John Graham (23 February 1857 – 23 February 1927) was a Scottish professional footballer of the 1880s. He was a player for Preston North End from 1884 until 27 March 1890 when he retired because of an injury. He was a member of 'the invincibles'.

==Career==
Toughened by his job as a quarryman, Graham initially played with Annbank in the Ayrshire Football Combination, and won one cap for the Scotland national football team in 1884; his appearance was in Scotland'a first–ever British Home Championship match, played on 26 January 1884 at the Ulster Cricket Ground against Ireland – Scotland won 5–0. Graham is the only serving Annbank player to have been selected for international duty.
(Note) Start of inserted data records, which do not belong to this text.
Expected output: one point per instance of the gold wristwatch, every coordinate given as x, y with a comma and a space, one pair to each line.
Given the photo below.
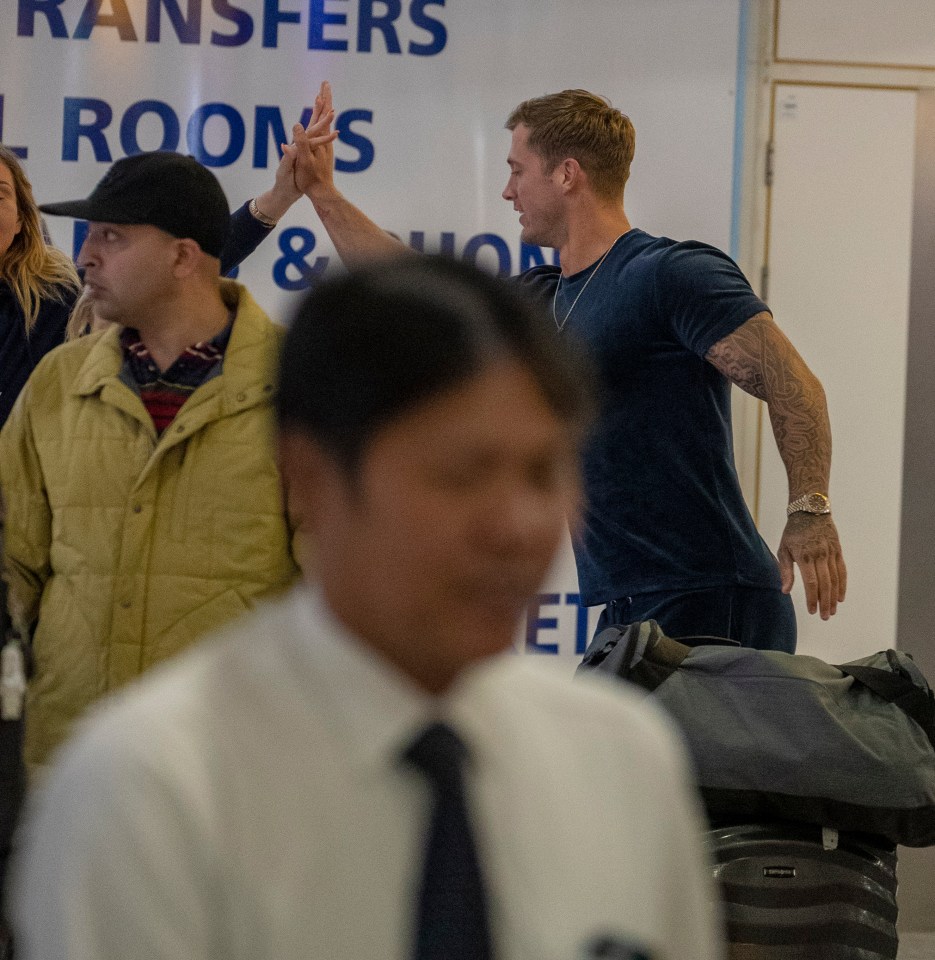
809, 503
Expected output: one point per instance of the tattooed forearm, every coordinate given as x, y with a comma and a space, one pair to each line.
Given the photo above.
759, 358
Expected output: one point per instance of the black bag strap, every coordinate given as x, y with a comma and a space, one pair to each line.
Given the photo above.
612, 650
661, 658
899, 688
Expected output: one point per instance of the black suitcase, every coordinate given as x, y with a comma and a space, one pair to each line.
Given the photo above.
787, 896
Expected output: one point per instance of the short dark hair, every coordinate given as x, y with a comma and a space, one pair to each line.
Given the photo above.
369, 345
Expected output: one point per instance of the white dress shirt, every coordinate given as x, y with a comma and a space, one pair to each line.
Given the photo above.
246, 802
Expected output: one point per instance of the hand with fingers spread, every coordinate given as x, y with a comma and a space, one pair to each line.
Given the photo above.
312, 150
354, 235
811, 541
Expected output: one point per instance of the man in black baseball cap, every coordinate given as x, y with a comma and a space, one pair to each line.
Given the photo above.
166, 190
150, 443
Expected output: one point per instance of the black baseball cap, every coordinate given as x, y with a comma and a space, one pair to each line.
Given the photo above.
163, 189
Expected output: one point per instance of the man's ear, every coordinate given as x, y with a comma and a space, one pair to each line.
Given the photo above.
188, 257
305, 470
570, 173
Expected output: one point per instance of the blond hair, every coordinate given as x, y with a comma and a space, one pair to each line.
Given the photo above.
585, 127
32, 268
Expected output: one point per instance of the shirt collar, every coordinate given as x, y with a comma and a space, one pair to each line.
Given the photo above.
378, 710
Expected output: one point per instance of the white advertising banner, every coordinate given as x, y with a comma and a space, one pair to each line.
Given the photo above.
422, 89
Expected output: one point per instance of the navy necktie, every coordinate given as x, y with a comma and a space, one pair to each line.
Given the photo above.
452, 921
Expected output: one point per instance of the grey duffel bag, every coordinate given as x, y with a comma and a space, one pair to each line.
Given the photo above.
790, 737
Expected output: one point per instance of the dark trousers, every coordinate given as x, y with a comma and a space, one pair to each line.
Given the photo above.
760, 618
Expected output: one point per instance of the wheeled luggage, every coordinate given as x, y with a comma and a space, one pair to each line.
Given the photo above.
810, 774
795, 892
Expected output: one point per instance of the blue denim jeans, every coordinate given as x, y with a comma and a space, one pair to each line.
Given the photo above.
754, 617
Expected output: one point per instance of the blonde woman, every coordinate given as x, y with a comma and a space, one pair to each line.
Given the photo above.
38, 284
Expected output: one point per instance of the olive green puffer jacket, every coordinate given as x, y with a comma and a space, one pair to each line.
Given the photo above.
125, 546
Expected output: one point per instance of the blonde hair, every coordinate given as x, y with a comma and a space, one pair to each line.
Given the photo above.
585, 127
32, 268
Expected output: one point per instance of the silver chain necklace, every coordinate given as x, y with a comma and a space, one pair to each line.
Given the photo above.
574, 303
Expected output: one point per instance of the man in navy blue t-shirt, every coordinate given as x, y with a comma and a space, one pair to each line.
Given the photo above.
666, 533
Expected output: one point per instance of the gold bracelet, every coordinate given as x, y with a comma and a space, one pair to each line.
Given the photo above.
259, 215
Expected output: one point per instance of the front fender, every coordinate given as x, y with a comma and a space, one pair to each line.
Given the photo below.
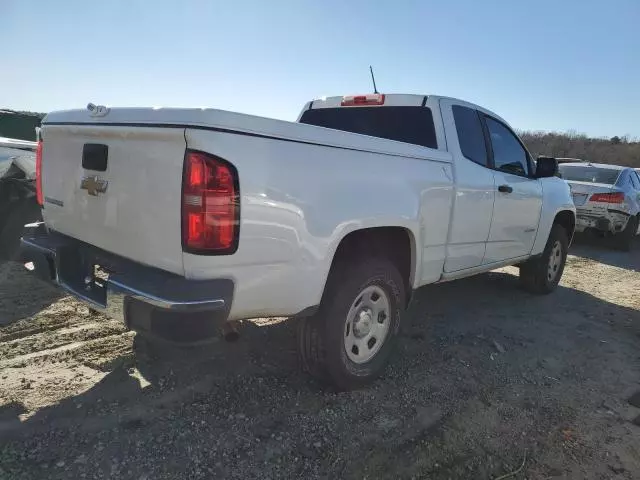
556, 198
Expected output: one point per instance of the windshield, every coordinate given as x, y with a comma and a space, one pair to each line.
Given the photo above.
580, 173
403, 124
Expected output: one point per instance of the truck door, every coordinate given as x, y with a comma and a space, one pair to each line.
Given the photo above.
518, 202
474, 186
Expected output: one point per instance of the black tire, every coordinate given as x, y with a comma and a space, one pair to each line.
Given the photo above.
624, 240
535, 275
322, 337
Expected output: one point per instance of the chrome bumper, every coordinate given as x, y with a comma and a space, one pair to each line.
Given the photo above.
126, 290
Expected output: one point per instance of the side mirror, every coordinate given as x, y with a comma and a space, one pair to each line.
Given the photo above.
546, 167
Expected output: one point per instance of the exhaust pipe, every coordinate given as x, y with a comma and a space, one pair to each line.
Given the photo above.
230, 331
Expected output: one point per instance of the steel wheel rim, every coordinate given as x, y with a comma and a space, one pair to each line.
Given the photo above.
555, 261
367, 324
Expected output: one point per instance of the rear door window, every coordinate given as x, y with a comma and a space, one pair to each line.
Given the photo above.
470, 134
403, 124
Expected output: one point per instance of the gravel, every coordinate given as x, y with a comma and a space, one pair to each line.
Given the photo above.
484, 376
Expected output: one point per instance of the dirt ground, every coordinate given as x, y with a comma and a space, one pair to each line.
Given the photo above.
487, 380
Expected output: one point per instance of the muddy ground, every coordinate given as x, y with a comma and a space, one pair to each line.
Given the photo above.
487, 380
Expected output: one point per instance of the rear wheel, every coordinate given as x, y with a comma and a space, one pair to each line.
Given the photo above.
349, 341
542, 274
624, 240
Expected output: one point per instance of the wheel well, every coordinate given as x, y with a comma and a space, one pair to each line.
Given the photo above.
567, 220
394, 243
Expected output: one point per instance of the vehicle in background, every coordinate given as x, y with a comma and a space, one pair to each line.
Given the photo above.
18, 204
607, 199
182, 220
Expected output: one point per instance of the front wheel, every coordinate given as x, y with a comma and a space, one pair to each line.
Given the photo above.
349, 341
542, 274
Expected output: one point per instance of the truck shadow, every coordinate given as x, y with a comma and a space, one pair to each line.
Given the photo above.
601, 250
21, 294
461, 342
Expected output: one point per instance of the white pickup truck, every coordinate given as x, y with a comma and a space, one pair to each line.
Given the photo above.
181, 220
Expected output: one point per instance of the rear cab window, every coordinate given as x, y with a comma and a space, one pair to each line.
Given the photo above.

He joined Preston North End in season 1884–85 (moving to England discounted him from further Scotland caps at that time), and played in the 1888 FA Cup Final against West Bromwich Albion at Kennington Oval on 24 March 1888. North End lost 2–1. Graham made his Football League debut on 8 September 1888 at wing-half for Preston against Burnley at Deepdale; Preston won 5–2. On his debut he was the oldest player in the competition, although one week later Joe Beverley of Blackburn Rovers took this distinction. When Graham played as a wing-half on 6 October 1888 against Stoke, he was 31 years 226 days old; that made him, on that fifth weekend of League football, Preston North End's oldest player. Graham played in all of Preston's 22 League Championship matches, and also played in all five FA Cup ties including the semi–final and the final. The 1889 FA Cup Final was played at Kennington Oval on 30 March 1889 and the opponents were Wolverhampton Wanderers. Preston won 3–0 to secure the double without losing a match. During the 1888–89 season his brother Willie also played for Preston.

Graham played in 17 League matches during the 1889–90 season as he won his second Championship medal. Towards the end of that season his football career was ended when he suffered a broken collarbone in a game. Though he never got on the score sheet for North End during their League days, he did create a number of goalscoring opportunities for the likes of John Goodall and Jimmy Ross with his long throws. He died on his 70th birthday.